Over the last few years, we have had more and more of our patients who not only are using cell phones, but who are getting rid of their traditional land-line phones and using their cell phones as their primary means of phone communication. Until recently, this has really been an issue for those with hearing loss. However, recent changes in FCC regulations and cell phone technology have made this a much less problematic issue.
Most hearing aids sold in the last few years have features that work well with hearing aid compatible (HAC) cell phones. The trick, then, becomes finding the right phone for you and your hearing technology.
So, how do I find out if a cell phone will work for me?
(The following information is from the American Speech and Hearing Association.)

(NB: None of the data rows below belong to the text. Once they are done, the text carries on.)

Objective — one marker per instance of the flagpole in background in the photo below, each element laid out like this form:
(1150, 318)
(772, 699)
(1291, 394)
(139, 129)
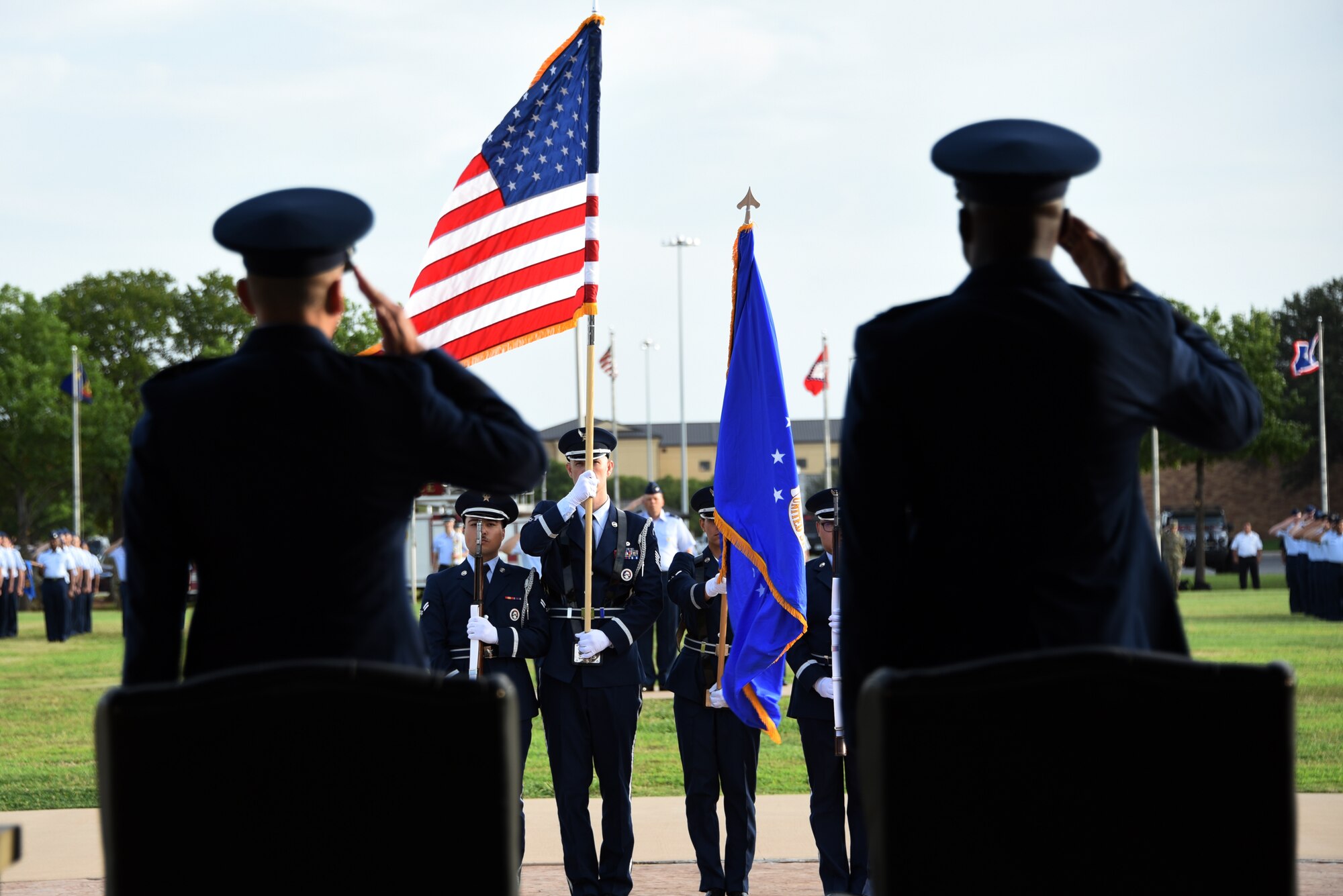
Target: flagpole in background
(76, 393)
(648, 403)
(1325, 466)
(1157, 487)
(680, 243)
(616, 427)
(578, 376)
(825, 405)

Look at the label. To find out if a cell phone is hearing aid compatible (HAC), look for the label in one of these places:
- On a card next to the phone on display at the cell phone store
- On the cell phone package
- In the cell phone users manual
If you cannot find the label in any of these places, the phone is not HAC.
Rate your phone. Cell phones that work well with hearing aids will have a microphone (M) rating of M3 or M4. This means the cell phone will work with the hearing aid in the microphone position. A higher M number means the phone will sound clearer.
If you have a hearing aid or cochlear implant with a telecoil, look for a phone that has a telecoil (T) rating of T3 or T4. A higher T rating will make your conversations clearer.
Rate your hearing aid. Hearing aid makers will use a similar rating system to let you know how well their hearing aids work in the microphone or the telecoil mode. Hearing aids using the microphone mode will be rated from M1 to M4. A higher rating means you will hear less noise and have a better connection. The rating for the telecoil will be from T1 to T4. A higher rating means you will be able to hear better in the telecoil mode.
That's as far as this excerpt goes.